Die Lovestory sei für sie der Grund gewesen, den Film zu machen, meint Laurent. „Das Erste, was ich daran geliebt habe, war, dass seine Partnerin nicht passiv war.“ Diese „verrückte, leidenschaftliche Liebesgeschichte“ habe für sie alles verändert. „Es sagte auch etwas über ihn aus. Und dann wurde mir klar, dass man in all den Heist Movies mit ihren Mafia-Typen keine schöne weibliche Figur findet“, sagt sie. „Es ist nicht so, dass die Regisseure keine kreieren wollten. Es ist aber so, dass sie entweder Prostituierte sind oder zu Hause bleiben, und die Typen sprechen sie nicht mit Respekt an.“
Als einen ihrer Lieblingsfilme nennt Laurent „Gefährliche Brandung“ von Kathryn Bigelow. „Sie ist eine der besten Regisseurinnen aller Zeiten“, sagt Laurent, „und als Frau behandelt sie die Liebesgeschichte auf die richtige Art und Weise, auch wenn es sich um einen Männerfilm handelt.“ Im Gegensatz zu „Gefährliche Brandung“ habe sie allerdings eine Frau zeichnen wollen, die bei den verschiedenen Aktionen dabei ist, es sollte daher auch ein wenig „Bonnie & Clyde“ in der Mischung enthalten sein.
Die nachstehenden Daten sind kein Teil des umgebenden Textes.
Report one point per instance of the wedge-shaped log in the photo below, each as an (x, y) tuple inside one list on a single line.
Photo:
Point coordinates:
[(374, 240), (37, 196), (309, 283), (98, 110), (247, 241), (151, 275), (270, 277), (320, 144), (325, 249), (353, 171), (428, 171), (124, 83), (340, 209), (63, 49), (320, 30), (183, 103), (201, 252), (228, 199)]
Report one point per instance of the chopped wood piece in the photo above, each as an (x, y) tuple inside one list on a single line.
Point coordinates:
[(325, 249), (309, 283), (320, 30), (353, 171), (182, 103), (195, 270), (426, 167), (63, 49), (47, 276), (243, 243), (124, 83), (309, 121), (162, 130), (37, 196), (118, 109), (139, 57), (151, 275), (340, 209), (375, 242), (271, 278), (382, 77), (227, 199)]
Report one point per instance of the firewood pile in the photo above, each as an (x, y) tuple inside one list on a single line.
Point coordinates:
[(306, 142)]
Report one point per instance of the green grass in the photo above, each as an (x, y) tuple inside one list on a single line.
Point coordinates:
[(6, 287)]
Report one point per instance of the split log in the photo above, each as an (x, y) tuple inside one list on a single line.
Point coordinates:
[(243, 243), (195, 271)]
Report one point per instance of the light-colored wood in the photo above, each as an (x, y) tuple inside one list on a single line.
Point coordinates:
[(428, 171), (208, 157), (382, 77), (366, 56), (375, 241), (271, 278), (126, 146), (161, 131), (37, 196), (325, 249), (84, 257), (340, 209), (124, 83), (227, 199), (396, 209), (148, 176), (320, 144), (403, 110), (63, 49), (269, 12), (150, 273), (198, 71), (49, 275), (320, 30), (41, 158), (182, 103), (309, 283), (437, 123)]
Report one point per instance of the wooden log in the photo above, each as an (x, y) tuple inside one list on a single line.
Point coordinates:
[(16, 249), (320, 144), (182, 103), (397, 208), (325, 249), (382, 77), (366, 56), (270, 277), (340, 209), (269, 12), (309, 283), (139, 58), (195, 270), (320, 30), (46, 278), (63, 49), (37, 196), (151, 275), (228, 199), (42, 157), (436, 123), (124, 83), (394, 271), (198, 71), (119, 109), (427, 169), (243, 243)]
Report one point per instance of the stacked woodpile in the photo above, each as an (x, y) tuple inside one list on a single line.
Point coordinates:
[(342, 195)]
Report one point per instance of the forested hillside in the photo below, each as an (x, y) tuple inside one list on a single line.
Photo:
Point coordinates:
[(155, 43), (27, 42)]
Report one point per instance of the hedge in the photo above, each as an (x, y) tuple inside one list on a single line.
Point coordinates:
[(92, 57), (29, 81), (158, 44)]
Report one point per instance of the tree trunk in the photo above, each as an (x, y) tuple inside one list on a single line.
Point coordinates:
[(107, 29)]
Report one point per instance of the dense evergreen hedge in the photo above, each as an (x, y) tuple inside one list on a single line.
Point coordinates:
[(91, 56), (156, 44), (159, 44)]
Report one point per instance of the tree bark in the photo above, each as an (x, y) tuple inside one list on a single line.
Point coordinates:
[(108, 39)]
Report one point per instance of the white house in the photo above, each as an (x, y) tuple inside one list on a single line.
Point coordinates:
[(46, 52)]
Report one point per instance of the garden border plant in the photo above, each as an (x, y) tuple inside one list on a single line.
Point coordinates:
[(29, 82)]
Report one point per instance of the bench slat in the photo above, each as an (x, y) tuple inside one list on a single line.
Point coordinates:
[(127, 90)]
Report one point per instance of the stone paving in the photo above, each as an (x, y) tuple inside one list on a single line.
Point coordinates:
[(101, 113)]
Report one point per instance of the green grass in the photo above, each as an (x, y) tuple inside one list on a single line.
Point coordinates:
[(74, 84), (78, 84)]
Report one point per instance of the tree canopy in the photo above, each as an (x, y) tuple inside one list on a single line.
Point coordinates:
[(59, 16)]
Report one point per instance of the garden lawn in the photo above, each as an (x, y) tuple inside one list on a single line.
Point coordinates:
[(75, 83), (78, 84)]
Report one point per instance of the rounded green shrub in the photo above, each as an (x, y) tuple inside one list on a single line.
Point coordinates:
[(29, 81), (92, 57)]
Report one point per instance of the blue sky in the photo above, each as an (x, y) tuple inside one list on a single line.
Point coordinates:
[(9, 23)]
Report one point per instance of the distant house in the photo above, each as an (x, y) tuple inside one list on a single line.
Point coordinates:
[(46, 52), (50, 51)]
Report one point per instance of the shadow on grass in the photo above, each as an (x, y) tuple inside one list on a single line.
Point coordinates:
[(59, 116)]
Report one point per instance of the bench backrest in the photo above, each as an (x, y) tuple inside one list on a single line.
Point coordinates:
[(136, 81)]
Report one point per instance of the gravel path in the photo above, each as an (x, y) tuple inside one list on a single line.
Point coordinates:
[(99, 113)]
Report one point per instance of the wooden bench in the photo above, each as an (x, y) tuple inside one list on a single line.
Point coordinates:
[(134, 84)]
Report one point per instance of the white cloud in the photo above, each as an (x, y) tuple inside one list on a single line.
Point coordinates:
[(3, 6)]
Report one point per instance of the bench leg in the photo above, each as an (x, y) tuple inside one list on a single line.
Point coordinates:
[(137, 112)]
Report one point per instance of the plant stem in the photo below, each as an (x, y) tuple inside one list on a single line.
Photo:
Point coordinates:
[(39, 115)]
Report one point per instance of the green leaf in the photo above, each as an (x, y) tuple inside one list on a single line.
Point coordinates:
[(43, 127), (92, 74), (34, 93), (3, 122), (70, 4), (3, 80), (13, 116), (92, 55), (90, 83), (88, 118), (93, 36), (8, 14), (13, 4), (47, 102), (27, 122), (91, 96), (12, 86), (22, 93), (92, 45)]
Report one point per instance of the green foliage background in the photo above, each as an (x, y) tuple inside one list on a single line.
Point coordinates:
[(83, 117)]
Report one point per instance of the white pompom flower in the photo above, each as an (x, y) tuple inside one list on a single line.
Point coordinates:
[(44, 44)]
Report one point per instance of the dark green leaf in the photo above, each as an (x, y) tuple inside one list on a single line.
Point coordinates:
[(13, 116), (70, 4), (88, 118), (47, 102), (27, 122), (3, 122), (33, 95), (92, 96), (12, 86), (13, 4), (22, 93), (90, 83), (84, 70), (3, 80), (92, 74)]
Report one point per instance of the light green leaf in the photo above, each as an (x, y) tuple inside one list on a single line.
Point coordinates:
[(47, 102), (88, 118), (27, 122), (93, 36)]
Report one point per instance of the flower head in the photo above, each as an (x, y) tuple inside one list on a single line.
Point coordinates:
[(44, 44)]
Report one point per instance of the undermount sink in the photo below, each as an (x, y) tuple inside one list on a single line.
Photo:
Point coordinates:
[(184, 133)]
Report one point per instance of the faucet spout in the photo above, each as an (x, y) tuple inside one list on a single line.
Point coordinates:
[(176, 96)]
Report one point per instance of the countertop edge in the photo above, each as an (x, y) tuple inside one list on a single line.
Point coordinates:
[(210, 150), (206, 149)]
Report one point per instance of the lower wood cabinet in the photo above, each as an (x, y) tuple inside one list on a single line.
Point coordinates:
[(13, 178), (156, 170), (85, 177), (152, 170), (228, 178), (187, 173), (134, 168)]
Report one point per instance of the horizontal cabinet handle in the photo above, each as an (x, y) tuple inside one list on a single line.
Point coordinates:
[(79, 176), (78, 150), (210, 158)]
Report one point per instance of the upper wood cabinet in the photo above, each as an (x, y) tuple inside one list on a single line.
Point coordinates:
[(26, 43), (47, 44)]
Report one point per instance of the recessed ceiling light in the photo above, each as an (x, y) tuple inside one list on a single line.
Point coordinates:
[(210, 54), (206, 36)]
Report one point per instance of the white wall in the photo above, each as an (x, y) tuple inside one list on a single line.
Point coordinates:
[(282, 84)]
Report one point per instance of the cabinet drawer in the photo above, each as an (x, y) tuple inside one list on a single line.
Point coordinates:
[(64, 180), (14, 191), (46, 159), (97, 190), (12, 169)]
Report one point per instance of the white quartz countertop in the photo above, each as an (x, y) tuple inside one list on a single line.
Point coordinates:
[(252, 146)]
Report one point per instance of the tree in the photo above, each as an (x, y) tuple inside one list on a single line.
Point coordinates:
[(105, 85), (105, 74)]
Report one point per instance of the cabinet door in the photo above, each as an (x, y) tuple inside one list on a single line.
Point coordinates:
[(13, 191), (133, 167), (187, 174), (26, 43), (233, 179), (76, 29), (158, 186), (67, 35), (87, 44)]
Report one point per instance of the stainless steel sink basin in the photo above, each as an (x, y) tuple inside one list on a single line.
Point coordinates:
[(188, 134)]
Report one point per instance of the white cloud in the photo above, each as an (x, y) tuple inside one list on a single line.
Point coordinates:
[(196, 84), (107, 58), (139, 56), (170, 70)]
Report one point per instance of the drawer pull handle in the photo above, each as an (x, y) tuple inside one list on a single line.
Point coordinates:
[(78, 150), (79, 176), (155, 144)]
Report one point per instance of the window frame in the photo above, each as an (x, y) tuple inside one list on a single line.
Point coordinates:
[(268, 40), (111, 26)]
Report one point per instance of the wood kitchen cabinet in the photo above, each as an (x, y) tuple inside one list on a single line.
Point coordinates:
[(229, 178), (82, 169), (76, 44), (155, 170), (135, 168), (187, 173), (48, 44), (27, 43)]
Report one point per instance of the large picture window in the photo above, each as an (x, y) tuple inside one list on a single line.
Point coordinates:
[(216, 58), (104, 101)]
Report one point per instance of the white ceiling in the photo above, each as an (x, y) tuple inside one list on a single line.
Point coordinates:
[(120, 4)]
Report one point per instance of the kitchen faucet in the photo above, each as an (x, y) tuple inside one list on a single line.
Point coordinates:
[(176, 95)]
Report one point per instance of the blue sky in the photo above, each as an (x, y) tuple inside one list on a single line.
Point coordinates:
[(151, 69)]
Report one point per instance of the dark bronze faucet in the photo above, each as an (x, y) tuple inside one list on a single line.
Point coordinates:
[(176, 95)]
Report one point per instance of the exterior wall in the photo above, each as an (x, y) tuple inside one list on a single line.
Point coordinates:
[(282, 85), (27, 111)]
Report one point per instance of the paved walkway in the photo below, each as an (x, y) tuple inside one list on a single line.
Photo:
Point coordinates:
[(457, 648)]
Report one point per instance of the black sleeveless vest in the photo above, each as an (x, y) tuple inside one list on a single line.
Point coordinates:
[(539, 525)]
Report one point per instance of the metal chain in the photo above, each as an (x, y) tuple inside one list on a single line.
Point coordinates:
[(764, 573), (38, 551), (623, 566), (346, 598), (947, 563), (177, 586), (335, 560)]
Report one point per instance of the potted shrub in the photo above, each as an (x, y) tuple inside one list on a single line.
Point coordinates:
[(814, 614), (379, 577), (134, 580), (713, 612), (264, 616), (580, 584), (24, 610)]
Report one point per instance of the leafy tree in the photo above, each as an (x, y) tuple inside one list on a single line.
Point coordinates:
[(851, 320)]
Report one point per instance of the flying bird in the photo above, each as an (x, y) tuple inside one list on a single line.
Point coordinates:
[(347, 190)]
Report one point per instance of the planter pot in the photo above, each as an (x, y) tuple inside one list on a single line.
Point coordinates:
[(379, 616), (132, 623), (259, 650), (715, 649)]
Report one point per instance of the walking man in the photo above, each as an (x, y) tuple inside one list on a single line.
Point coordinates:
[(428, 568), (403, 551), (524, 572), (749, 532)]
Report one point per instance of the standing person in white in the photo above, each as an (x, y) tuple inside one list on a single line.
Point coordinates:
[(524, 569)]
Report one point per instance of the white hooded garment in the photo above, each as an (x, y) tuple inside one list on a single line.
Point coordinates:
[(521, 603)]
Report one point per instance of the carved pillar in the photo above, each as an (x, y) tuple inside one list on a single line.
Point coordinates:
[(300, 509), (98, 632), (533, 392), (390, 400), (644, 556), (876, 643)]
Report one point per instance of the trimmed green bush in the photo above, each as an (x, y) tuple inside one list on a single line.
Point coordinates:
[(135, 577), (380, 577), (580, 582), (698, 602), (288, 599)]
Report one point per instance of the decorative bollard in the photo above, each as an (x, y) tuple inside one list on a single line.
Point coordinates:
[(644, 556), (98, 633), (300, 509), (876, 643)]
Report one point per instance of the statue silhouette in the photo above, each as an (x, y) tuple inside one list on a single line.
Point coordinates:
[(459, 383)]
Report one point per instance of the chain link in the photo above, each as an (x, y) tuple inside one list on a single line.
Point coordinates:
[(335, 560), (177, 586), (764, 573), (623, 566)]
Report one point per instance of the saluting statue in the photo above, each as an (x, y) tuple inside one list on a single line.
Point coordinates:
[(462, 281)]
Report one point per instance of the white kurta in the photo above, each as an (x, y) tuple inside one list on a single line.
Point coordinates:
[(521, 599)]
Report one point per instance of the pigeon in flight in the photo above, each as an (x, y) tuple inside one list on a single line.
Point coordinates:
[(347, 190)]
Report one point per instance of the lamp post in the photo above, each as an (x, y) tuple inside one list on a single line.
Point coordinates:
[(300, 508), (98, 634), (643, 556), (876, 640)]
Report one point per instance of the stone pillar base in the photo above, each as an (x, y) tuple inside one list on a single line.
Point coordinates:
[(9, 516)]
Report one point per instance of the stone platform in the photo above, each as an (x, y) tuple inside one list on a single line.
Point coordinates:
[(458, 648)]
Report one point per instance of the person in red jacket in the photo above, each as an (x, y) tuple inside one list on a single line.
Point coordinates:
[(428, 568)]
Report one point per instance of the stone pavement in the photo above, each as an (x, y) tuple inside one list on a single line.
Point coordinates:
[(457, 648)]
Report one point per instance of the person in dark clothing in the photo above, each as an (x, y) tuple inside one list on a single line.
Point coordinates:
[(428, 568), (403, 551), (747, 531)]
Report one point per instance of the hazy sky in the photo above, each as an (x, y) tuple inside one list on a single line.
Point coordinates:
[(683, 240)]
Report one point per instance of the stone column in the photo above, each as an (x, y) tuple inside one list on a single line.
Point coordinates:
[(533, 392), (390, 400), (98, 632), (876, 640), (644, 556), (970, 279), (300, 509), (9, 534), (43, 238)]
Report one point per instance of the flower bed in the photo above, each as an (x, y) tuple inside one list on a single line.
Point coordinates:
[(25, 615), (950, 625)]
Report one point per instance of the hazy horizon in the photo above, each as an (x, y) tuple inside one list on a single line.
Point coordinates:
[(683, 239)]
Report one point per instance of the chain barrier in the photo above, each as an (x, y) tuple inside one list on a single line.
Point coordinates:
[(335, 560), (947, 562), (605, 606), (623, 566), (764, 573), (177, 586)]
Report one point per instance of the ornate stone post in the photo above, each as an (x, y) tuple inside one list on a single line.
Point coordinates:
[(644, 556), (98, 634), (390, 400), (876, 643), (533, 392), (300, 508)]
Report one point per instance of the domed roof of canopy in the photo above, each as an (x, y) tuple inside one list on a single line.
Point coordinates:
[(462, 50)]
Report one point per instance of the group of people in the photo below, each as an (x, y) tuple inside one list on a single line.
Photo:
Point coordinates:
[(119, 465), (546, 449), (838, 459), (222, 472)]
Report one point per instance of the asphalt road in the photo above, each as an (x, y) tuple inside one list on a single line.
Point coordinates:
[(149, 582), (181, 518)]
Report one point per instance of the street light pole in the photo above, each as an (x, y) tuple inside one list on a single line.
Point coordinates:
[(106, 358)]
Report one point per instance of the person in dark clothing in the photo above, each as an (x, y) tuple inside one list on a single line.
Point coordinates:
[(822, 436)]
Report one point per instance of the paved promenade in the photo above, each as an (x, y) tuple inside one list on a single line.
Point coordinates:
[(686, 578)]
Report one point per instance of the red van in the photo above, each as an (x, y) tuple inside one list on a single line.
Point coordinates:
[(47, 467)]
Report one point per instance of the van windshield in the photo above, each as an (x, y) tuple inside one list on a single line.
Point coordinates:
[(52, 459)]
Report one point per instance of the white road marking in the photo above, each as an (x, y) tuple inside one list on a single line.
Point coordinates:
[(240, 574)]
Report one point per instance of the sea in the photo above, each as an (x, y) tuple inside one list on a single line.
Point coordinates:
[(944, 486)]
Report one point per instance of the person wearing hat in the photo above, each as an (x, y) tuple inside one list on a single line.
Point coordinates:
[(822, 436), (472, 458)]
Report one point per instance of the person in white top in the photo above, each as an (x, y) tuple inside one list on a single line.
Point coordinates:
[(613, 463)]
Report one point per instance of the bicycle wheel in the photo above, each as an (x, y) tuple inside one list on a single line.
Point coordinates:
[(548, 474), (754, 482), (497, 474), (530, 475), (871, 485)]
Auch die Poesie sollte nicht zu kurz kommen. „Ich habe gar nicht so viel hinzugefügt“, sagt Laurent. „Er war ja tatsächlich ein Dichter, dessen Texte veröffentlicht wurden, als er in Haft war. Seine Texte sind wunderschön, er hätte ein großartiger Autor und Künstler sein können.“
1985 kam Sulak mit nur 29 Jahren in Haft zu Tode – unter nie restlos aufgeklärten Umständen. „Ich dachte bei der Arbeit an dem Film an ein Lied von Serge Reggiani, der ein Gedicht von Baudelaire rezitiert hat. Ich sagte mir, wenn ich Reggiani und Baudelaire in einem Genrefilm über Räuber unterbringen kann, dann kann ich glücklich sterben“, so die Regisseurin lachend.
Großes Glück
Derweil hat Laurent – die 2009 als jüdische Rächerin Shoshanna in „Inglourious Basterds“ weltweit bekannt wurde – aber noch viel vor.
Ob die Rolle in Quentin Tarantinos Kultfilm bei ihrer Regiekarriere geholfen habe?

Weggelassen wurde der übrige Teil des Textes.